Booker is talking about his young guys - the one who have no idea how to be a professional during the offseason, including rookies Marquese Chriss, Tyler Ulis and Derrick Jones Jr.
Fellow rookie Dragan Bender has been a pro for years. He is already a veteran in that area of committing to his craft, but as of now Bender is STILL the youngest player in the NBA and this is his first full summer under NBA contract.
“It depends on us young guys,” he said. “We can’t keep making the same mistakes. We got a lot of experience. Next year, we will be ready.”
Booker knows he’s the leader of the young guys, and that he is being positioned as the face of the franchise.
“Being the face of a franchise brings a lot of responsibility,” he said when asked about the pressure. “But I think I’m built for it. I’m on the right path, but I have a lot lot lot more to go.”
Booker was asked about his 70-point game (more than any player in 11 years), his two game-winning shots (more than any player in the league this season) and his natural scoring abilities. His resume is already stacked before being old enough to buy adult beverages. But he brushed that aside after making the obligatory “I never set a limit on my game” response.
“It’s good individual accomplishments,” he said. “But I’m here to be a winner. To turn around the franchise and turn us back into where it used to be and that’s winning a lot of games.”

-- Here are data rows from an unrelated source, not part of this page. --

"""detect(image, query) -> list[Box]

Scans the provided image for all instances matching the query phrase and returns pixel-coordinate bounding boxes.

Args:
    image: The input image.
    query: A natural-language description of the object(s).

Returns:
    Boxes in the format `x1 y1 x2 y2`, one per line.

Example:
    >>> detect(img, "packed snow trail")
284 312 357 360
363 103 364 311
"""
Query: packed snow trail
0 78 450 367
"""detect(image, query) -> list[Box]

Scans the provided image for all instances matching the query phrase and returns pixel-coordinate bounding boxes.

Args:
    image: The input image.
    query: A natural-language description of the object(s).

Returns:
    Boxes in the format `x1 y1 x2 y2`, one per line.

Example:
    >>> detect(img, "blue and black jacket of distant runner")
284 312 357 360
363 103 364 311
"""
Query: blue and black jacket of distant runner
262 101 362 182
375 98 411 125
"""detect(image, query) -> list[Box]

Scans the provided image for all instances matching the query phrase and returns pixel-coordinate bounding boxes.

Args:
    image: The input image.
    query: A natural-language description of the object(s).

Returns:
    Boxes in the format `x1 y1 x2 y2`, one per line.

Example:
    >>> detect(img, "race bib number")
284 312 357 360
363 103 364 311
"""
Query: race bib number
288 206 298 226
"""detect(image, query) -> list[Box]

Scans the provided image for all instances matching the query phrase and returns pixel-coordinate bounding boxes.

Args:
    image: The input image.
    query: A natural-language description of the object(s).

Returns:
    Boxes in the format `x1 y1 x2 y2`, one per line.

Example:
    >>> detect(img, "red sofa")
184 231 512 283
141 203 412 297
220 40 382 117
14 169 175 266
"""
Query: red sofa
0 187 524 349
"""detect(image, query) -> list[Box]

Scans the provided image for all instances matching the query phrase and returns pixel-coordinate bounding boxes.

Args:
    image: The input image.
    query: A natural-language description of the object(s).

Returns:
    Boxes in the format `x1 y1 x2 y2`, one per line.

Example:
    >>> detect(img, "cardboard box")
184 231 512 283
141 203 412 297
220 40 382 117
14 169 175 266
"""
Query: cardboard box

How does he plan to do that?
“Coming in with a defensive mindset,” he said. “1. Leadership, 2. I need to be more vocal. Be the leader of the young group.”
Booker knows the fans are itching to see more wins. So is he.
“We are all edgy. We are all competitive,” he said. “Same thing with the fans here. We owe it to them to turn it around.
“We have some pressure on us, but it’s a good pressure. We need to get back to that fiery, competitive, want to win every game attitude.”